The Dow Jones Industrial Average .DJI rose 417.1 points,
or 1.45%, to 29,224.73, the S&P 500 .SPX gained 31.88 points,
or 0.97%, to 3,329.47 and the Nasdaq Composite .IXIC added
25.73 points, or 0.27%, to 9,493.71.
Energy .SPNY was the best performing S&P 500 sector,
jumping 3.6% along with a rise in crude prices. The healthcare sector .SPXHC climbed 2.1%, led by health
insurers as well as by a 21.6% jump in shares of Biogen BIIB.O
after the biotech company won a patent ruling on a multiple
sclerosis drug. Shares of Tesla TSLA.O cooled off after a huge six-day
rally, dropping 18.6%. Fourth-quarter reporting season for large U.S. companies is
more than halfway done, with S&P 500 companies seen posting a
1.6% rise in earnings for the period, according to IBES data
form Refinitiv.
"We have had some mixed results, but the big names have been
surprising to the upside," Rubin said. "As that continues, folks
are not finding that many reasons not to be in the market."
In earnings news, Ford Motor Co F.N shares fell 9.4% after
the company delivered a weaker-than-expected 2020 forecast.
Coty Inc COTY.N shares rose 12.7% after the cosmetics and
fragrance maker reported quarterly profit above expectations.

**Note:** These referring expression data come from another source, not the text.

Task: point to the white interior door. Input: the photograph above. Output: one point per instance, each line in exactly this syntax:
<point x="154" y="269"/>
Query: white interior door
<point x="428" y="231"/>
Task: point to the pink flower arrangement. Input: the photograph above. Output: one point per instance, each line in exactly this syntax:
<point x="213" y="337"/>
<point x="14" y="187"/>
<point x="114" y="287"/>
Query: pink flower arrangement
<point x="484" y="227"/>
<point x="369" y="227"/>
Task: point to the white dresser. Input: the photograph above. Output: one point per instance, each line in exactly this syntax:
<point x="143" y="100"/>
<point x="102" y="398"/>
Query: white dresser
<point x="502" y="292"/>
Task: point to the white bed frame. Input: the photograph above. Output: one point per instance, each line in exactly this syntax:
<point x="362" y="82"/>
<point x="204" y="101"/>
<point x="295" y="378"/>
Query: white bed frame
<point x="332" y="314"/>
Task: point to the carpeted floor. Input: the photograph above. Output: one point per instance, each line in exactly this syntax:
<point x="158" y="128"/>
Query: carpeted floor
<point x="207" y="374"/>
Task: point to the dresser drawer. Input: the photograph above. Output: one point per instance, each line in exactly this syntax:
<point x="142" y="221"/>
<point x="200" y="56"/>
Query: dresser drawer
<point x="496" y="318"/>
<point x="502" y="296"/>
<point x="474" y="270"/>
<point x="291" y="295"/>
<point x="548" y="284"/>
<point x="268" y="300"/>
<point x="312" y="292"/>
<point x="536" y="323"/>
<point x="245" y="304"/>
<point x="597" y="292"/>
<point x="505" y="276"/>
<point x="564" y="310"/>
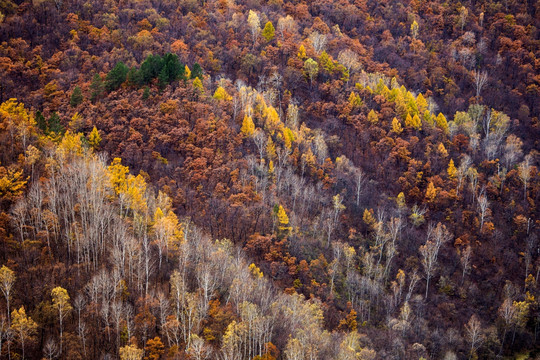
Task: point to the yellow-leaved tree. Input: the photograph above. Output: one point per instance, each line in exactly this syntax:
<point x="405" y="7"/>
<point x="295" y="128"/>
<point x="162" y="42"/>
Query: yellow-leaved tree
<point x="7" y="279"/>
<point x="373" y="118"/>
<point x="396" y="126"/>
<point x="23" y="327"/>
<point x="283" y="220"/>
<point x="452" y="171"/>
<point x="222" y="94"/>
<point x="131" y="352"/>
<point x="61" y="303"/>
<point x="248" y="127"/>
<point x="431" y="192"/>
<point x="94" y="139"/>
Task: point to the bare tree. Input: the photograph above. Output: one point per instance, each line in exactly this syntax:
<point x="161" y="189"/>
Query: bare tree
<point x="465" y="260"/>
<point x="430" y="250"/>
<point x="483" y="206"/>
<point x="259" y="138"/>
<point x="50" y="350"/>
<point x="349" y="59"/>
<point x="524" y="170"/>
<point x="480" y="80"/>
<point x="473" y="329"/>
<point x="318" y="41"/>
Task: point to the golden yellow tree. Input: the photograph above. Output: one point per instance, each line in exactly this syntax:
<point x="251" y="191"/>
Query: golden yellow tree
<point x="23" y="326"/>
<point x="431" y="192"/>
<point x="441" y="122"/>
<point x="131" y="352"/>
<point x="61" y="303"/>
<point x="373" y="118"/>
<point x="283" y="220"/>
<point x="94" y="139"/>
<point x="7" y="279"/>
<point x="452" y="171"/>
<point x="302" y="52"/>
<point x="248" y="127"/>
<point x="396" y="126"/>
<point x="222" y="94"/>
<point x="117" y="175"/>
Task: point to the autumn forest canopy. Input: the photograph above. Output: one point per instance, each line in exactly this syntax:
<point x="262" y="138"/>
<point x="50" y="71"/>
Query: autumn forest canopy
<point x="269" y="179"/>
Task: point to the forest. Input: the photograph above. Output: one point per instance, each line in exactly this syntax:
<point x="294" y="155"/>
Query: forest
<point x="269" y="179"/>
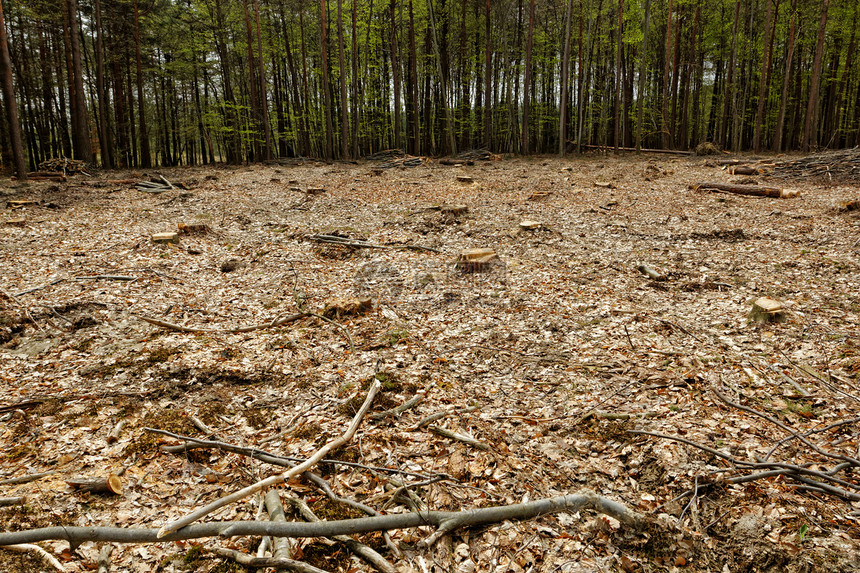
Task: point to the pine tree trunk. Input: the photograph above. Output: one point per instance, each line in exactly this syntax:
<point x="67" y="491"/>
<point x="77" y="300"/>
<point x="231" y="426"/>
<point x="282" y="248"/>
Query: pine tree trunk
<point x="524" y="143"/>
<point x="105" y="140"/>
<point x="145" y="159"/>
<point x="11" y="103"/>
<point x="329" y="129"/>
<point x="786" y="81"/>
<point x="810" y="126"/>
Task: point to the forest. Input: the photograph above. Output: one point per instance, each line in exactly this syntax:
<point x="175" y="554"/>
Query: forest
<point x="135" y="83"/>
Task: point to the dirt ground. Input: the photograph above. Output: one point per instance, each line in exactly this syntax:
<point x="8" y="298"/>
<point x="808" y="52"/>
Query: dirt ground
<point x="547" y="356"/>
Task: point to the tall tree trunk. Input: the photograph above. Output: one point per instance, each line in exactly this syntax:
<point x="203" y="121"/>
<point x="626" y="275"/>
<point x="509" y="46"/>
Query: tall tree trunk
<point x="413" y="84"/>
<point x="524" y="143"/>
<point x="395" y="70"/>
<point x="145" y="159"/>
<point x="443" y="76"/>
<point x="565" y="79"/>
<point x="764" y="77"/>
<point x="105" y="140"/>
<point x="344" y="107"/>
<point x="329" y="129"/>
<point x="618" y="87"/>
<point x="488" y="78"/>
<point x="263" y="100"/>
<point x="810" y="126"/>
<point x="731" y="86"/>
<point x="356" y="81"/>
<point x="664" y="108"/>
<point x="786" y="81"/>
<point x="81" y="135"/>
<point x="256" y="114"/>
<point x="11" y="103"/>
<point x="640" y="120"/>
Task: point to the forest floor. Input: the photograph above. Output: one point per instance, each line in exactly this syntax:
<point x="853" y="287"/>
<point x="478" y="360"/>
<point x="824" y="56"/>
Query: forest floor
<point x="548" y="356"/>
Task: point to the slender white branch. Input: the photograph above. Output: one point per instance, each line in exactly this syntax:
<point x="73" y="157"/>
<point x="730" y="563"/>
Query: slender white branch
<point x="279" y="478"/>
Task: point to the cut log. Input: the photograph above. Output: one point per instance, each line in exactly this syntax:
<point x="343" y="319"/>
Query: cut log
<point x="111" y="484"/>
<point x="346" y="307"/>
<point x="766" y="309"/>
<point x="754" y="190"/>
<point x="165" y="238"/>
<point x="475" y="260"/>
<point x="193" y="228"/>
<point x="538" y="195"/>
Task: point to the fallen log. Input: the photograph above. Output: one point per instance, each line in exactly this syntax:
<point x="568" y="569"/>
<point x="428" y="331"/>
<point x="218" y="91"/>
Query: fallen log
<point x="754" y="190"/>
<point x="446" y="521"/>
<point x="456" y="162"/>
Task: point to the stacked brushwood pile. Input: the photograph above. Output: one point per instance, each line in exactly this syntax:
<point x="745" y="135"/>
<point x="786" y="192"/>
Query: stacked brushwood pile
<point x="63" y="165"/>
<point x="842" y="165"/>
<point x="386" y="155"/>
<point x="479" y="155"/>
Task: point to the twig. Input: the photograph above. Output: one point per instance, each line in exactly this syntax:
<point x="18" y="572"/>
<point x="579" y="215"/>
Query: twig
<point x="280" y="545"/>
<point x="106" y="277"/>
<point x="26" y="479"/>
<point x="356" y="547"/>
<point x="459" y="437"/>
<point x="22" y="307"/>
<point x="44" y="286"/>
<point x="28" y="548"/>
<point x="438" y="416"/>
<point x="280" y="321"/>
<point x="794" y="434"/>
<point x="104" y="559"/>
<point x="446" y="521"/>
<point x="340" y="326"/>
<point x="399" y="409"/>
<point x="262" y="455"/>
<point x="262" y="562"/>
<point x="280" y="478"/>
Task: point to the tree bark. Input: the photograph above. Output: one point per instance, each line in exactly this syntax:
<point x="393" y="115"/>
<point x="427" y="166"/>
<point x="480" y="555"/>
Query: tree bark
<point x="565" y="78"/>
<point x="642" y="69"/>
<point x="810" y="126"/>
<point x="524" y="143"/>
<point x="329" y="129"/>
<point x="344" y="108"/>
<point x="11" y="103"/>
<point x="786" y="81"/>
<point x="145" y="159"/>
<point x="81" y="136"/>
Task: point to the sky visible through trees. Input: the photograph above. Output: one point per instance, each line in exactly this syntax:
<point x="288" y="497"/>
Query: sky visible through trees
<point x="136" y="83"/>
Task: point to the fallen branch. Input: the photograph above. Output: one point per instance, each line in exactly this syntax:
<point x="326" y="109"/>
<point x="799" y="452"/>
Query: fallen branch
<point x="398" y="409"/>
<point x="28" y="478"/>
<point x="280" y="321"/>
<point x="263" y="562"/>
<point x="264" y="456"/>
<point x="754" y="190"/>
<point x="361" y="244"/>
<point x="355" y="546"/>
<point x="459" y="437"/>
<point x="445" y="520"/>
<point x="28" y="548"/>
<point x="280" y="478"/>
<point x="104" y="559"/>
<point x="280" y="545"/>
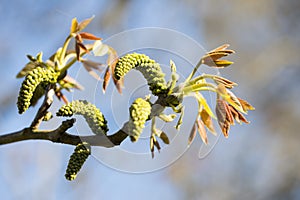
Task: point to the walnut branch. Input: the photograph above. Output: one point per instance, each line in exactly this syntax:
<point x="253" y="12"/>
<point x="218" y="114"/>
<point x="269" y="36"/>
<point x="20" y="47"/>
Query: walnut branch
<point x="60" y="135"/>
<point x="44" y="107"/>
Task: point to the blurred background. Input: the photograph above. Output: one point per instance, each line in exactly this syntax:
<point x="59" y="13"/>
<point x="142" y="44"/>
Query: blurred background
<point x="258" y="161"/>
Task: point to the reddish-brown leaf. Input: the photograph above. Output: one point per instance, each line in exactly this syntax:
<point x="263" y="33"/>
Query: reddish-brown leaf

Merck MRK.N shares dropped 3.1% after the drugmaker said
it will spin off its women's health, biosimilar drugs and older
products into a separate publicly traded company. Advancing issues outnumbered declining ones on the NYSE by a
2.88-to-1 ratio; on Nasdaq, a 2.37-to-1 ratio favored advancers.
The S&P 500 posted 70 new 52-week highs and no new lows; the
Nasdaq Composite recorded 119 new highs and 20 new lows.